Quantitative analysts are also know as ‘Quant Analysts’.
Quantitative analysts develop and implement complex models (mathematical and computer models) that companies use to make decisions about risk management, investments and pricing. Aim is to reduce risk and generate profits.
They work with stakeholders to identify the business requirements and the expected outcome. They model and frame business scenarios, after consultation with business analysts.
They collaborate with subject matter experts to select the relevant sources of information, as well as working to solve client analytics problems and performing experimental design approaches to validate findings or test hypotheses.
They conduct moderately complex design algorithm data analysis and employ the appropriate algorithm to discover relevant patterns in the data.
They quantify the accuracy metrics of the analysis, then present and depict the rationale of their findings in easy-to-understand terms for other people in the organisation.
They provide business metrics for the overall project they’re working on in order to show improvements, as well as the on-going tracking and monitoring of performance.

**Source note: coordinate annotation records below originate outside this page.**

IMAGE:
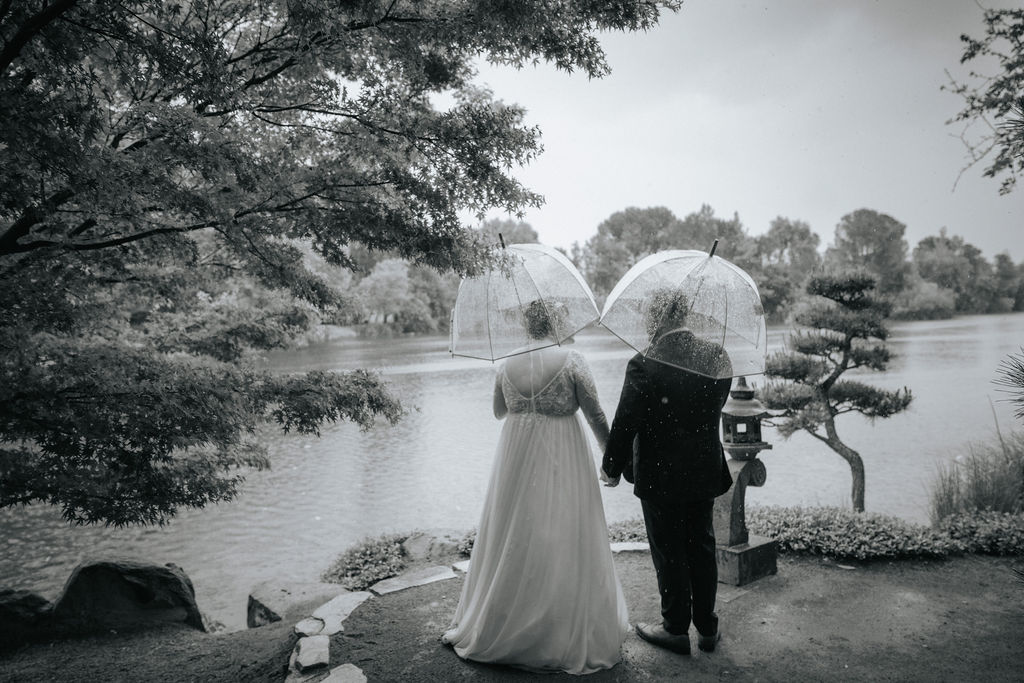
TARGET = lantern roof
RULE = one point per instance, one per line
(741, 402)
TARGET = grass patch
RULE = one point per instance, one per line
(836, 532)
(843, 534)
(989, 476)
(369, 561)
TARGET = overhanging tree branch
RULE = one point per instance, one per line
(30, 29)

Quant Analysts have different roles dependant the role that they have in the organisation:
- Role of Quants Analyst in Investment Banking:
They’re responsible for determining prices of new derivative products and identifying schemes for managing risk on such products. They build pricing models for trading systems.
They understand the underlying theoretical stochastic models and the variety of numerical schemes required to develop, implement and maintain pricing models.
They research new models and numerical schemes, as well as ensuring that all risks in the trading book products are correctly valued.
They may be involved in identifying profitable trading opportunities.
- Role of Quant Analyst / Performance Analyst in Investment / Asset Management:
They’re responsible for the management of enhanced index funds, analysis of market trends, quantitative analysis, financial modeling and the integration of benchmarks across product lines.
They build filtering models in support of new products and they prepare product strategy reports.
Also, they conduct projects in quantitative and analytical modeling, as well as researching investment opportunities and make recommendations to Portfolio Managers.
They prepare feedback reports for clients, while they may be involved in client presentations and liaising with the stock exchange index committee.
- Role of Quant Traders:
Basically, they use mathematical and statistical models to trade.
They trade based on quantitative analysis, which relies on mathematical computations and number crunching to identify trading opportunities. Price and volume are two of the more common data inputs used in quantitative analysis, as the main inputs to mathematical models.
As quantitative trading is generally used by financial institutions and hedge funds, the transactions are usually large in size and may involve the purchase and sale of hundreds of thousands of shares and other securities. However, quantitative trading is also commonly used by individual investors.